Actually, on second reading I messed up (in a few ways) - I blame a lack of 
caffeine.

However, here's another try:

The user 'U' holds a PIN 'N' and a password 'P'
the token 'T' holds a secret value 'X'

1.) T and U execute a PAKE over N, yielding channel C_t
2.) U sends P over C_t
3.) T combines X and P, yielding Y
4.) A and T execute a PAKE over Y, yielding channel C_a (U relays messages)
5.) T sends its derived key for C_a over C_t
6.) U and A are now authenticated (or not, but 'not' leaks no information)

I suspect the method used to combine X and P is pretty much irrelevant, 
since Y never leaves the token, meaning that the token can get away with 
being nothing more than a PAKE implementation and a tiny amount of storage.

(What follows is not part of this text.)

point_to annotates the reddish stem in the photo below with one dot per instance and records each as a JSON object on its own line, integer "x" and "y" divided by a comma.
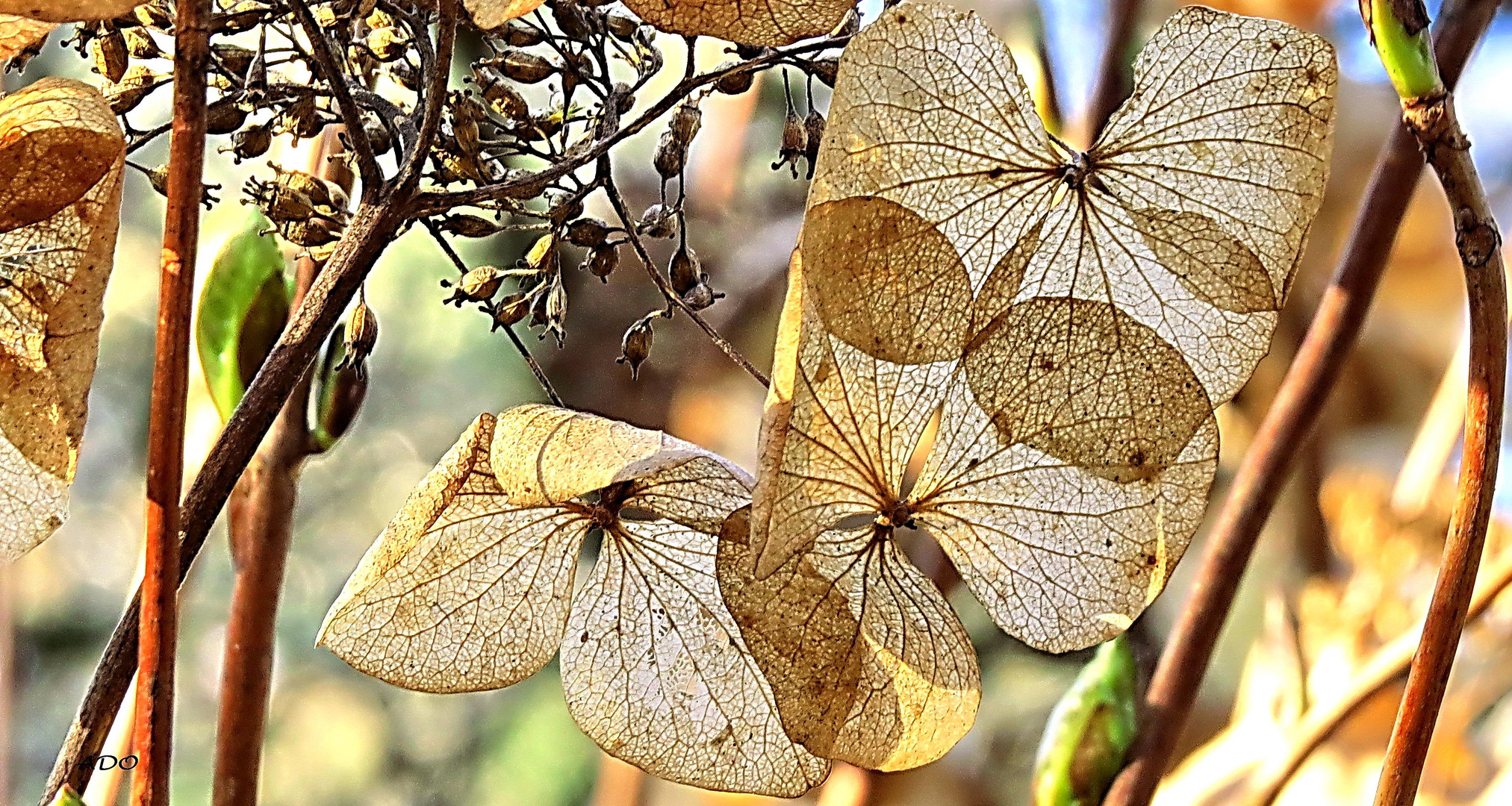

To recap your requirements:
> a) Use of the token is protected by a passphrase.

Yep - without the PIN, the initial secured channel cannot be established.

> b) The token can't tell whether a given passphrase is correct or not.

Yep - it simply composes the user secret and its own secret.

> c) If the token is honest, then no one can test a candidate passphrase
> without querying the token once per passphrase tested.

Yep - because the token executes the PAKE protocol with the auth server,
it can't be cut out of the loop.

> d) If the token is stolen but the computer it's in remains
> uncompromised, then the token is completely useless to an attacker.

Yep - because of the properties of a secure PAKE, nothing that could be used 
to recover X ever leaves the token, and P was never present.